“Every time I hear you say that word gadget, Hopkins,” Littleberry said, “I know we’re in trouble.”
The Reachdeep team gathered in the conference room. Hopkins spoke to them. “You could think of this lab as a spaceship,” he said. “We’re going to lose touch with the world for a little while, with our families and friends. We are going on a voyage to explore a crime.”
“And to go where no man knows what he is doing,” Suzanne Tanaka said.
“One question, Will,” James Lesdiu said. “Is this really going to work?”
“I have no idea,” Hopkins said.
“Is it really safe, is what I’d like to know,” Walter Mellis said. He was waiting for samples that he could fly back to Atlanta.

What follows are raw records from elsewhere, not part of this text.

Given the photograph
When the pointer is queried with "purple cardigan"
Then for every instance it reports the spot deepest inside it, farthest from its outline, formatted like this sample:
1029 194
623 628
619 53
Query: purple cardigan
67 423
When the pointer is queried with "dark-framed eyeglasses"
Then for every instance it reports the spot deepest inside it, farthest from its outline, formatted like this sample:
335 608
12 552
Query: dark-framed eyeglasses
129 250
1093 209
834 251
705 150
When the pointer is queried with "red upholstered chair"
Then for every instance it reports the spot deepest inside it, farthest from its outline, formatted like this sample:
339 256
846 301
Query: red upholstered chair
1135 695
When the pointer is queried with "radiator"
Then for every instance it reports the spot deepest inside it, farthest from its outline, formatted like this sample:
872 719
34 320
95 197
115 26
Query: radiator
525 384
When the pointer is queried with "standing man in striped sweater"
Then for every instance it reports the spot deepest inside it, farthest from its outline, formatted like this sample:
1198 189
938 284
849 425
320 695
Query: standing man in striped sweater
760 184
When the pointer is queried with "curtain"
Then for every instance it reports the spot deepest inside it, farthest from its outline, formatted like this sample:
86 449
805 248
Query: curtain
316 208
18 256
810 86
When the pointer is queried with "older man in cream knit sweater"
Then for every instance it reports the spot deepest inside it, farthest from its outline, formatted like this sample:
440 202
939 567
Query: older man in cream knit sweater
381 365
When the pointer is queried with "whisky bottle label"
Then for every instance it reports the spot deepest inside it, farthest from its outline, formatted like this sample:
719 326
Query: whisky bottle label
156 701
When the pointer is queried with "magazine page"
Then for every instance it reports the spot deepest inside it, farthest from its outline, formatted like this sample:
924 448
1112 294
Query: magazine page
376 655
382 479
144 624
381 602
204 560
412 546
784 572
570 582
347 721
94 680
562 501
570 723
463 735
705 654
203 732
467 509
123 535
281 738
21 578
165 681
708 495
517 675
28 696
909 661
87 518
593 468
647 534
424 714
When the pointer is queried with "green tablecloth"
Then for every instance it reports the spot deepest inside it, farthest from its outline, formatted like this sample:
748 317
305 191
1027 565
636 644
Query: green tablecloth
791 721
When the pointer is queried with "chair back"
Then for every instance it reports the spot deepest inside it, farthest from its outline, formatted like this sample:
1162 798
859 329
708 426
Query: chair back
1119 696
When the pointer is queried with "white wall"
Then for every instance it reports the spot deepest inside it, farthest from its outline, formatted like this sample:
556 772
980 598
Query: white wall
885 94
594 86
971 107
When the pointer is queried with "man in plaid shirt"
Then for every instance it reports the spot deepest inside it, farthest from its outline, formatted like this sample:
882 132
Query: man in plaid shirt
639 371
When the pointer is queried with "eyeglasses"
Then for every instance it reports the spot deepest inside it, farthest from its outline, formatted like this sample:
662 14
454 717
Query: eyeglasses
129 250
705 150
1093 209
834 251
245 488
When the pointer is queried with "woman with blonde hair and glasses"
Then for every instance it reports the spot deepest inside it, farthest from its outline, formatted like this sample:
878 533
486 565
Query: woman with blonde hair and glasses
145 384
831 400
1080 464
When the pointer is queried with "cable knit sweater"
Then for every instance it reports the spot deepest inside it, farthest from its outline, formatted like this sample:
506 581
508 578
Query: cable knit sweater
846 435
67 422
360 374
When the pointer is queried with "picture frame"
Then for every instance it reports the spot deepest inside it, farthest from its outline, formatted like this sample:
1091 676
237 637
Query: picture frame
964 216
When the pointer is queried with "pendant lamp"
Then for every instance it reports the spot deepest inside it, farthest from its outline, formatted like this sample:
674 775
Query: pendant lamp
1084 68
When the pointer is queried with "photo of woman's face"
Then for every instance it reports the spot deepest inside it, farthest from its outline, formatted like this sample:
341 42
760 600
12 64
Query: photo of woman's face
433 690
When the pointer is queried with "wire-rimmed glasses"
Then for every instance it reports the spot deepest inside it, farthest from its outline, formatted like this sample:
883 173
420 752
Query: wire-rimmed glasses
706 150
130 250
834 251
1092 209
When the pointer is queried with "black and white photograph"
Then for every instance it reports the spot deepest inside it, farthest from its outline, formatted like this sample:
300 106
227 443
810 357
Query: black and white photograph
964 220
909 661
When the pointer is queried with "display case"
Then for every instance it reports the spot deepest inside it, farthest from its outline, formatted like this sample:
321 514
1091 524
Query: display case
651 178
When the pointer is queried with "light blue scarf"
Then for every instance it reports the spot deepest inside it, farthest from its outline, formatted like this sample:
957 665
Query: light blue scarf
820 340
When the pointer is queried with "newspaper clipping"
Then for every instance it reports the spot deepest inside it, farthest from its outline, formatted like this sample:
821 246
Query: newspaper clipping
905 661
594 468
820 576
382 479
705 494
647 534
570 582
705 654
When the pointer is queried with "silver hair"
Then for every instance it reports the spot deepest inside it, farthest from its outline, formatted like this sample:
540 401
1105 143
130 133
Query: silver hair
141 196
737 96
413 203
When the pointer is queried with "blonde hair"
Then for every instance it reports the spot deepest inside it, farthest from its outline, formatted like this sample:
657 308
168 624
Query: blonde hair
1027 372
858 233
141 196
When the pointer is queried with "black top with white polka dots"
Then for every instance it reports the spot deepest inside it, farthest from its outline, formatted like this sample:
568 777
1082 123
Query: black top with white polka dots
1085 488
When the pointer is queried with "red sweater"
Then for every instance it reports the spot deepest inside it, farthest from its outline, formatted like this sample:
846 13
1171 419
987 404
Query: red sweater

“It’s as safe as we can make it,” Mark Littleberry said.
Elsewhere in New York City it was a calm spring evening. In the cafés in Greenwich Village, people were gathering at the outdoor tables, drinking and eating. There had been nothing in the newspapers, as yet, about F.B.I. teams landing on Governors Island. The news media had not noticed the increased activity. The Coast Guard had used the island for years as a staging place for rescue operations, and the neighborhoods in Brooklyn closest to the island were accustomed to helicopters coming and going. People did not focus on the fact that the Coast Guard was no longer there, and that the helicopters were from the F.B.I. and the U.S. Army.

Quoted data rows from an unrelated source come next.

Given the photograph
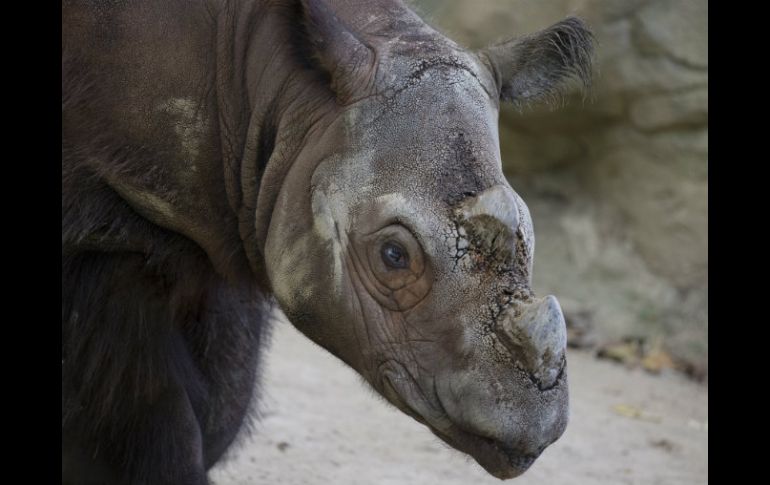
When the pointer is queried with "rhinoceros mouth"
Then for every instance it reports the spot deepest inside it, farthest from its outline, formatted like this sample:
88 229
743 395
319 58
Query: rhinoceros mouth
497 459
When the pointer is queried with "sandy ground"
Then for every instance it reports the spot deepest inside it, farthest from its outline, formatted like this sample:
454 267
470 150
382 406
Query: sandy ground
321 425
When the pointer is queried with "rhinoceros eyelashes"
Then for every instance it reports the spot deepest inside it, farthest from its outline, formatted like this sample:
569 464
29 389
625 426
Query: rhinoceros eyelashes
394 255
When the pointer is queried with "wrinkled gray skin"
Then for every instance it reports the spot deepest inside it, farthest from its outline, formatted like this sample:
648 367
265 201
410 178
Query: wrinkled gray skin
296 151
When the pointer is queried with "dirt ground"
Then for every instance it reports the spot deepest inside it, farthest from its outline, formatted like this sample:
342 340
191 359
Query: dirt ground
320 424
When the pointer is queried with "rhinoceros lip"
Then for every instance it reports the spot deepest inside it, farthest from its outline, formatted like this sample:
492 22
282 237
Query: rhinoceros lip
498 460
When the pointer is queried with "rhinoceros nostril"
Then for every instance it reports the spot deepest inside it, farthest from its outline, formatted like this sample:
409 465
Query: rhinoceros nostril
518 458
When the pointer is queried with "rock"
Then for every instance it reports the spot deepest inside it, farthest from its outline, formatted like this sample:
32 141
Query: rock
633 75
674 27
671 110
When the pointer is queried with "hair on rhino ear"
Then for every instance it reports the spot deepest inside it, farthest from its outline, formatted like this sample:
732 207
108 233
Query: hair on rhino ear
543 65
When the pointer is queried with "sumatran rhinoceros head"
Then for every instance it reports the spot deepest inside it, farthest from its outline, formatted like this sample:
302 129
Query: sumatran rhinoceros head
397 244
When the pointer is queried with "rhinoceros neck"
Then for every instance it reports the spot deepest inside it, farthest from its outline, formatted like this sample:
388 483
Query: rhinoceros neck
282 99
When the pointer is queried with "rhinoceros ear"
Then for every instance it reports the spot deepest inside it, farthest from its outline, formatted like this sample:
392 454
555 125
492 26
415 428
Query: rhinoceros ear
342 53
544 64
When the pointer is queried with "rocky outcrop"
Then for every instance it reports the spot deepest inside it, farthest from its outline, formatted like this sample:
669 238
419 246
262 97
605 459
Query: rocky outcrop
617 184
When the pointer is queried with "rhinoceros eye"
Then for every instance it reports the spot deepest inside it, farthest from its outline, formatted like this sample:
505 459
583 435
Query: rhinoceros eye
394 255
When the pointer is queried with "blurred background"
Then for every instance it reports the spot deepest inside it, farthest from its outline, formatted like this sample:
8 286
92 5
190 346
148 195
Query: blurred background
617 186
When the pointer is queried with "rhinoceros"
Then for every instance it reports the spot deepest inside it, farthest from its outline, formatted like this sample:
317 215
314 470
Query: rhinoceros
336 158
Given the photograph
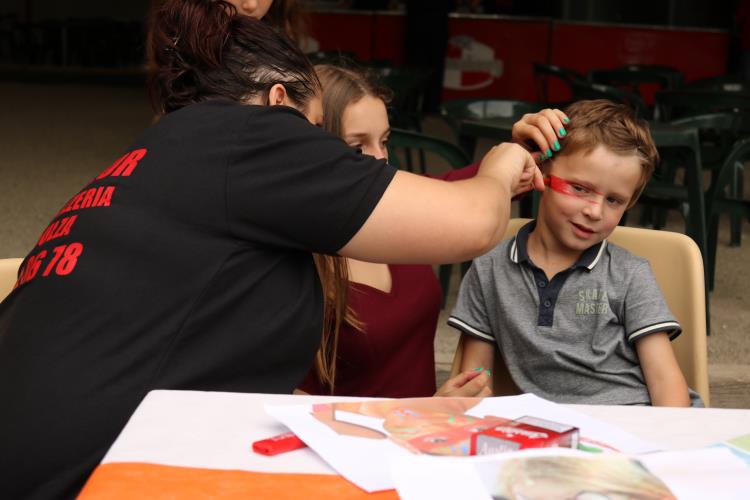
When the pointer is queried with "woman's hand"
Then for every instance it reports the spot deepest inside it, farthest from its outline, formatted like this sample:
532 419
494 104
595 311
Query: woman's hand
513 163
541 132
468 384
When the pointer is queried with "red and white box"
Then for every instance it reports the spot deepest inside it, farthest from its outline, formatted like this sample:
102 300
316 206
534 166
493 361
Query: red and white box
523 433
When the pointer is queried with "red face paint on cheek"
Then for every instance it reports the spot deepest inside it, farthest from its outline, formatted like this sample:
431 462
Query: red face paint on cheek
562 186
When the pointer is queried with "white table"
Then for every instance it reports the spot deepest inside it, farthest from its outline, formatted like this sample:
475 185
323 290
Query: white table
199 431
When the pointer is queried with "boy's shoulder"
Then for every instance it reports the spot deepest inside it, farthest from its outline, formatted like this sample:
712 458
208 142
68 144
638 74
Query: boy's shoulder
622 257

HOPKINS PONDERED the question of where to put the Felix gene scanners. They did not need to be operated inside the Core. The Felix system had been developed at Lawrence Livermore National Laboratory, in California, as a system for use by military forces in identifying unknown biological agents. Biological samples for reading in the gene scanners could be sterilized with chemicals before being brought out of the Core. Certain chemicals would kill a virus without disrupting the virus’s genetic material. You could put a sterile virus sample into Felix and it would analyze the DNA successfully, even when the organism was dead.
Hopkins found some tables and began setting up the Felixes in the conference room. He placed a few chairs around the tables, and he ran data cables from the Felixes over to the communication center. In that way, Hopkins joined Felix to the World Wide Web.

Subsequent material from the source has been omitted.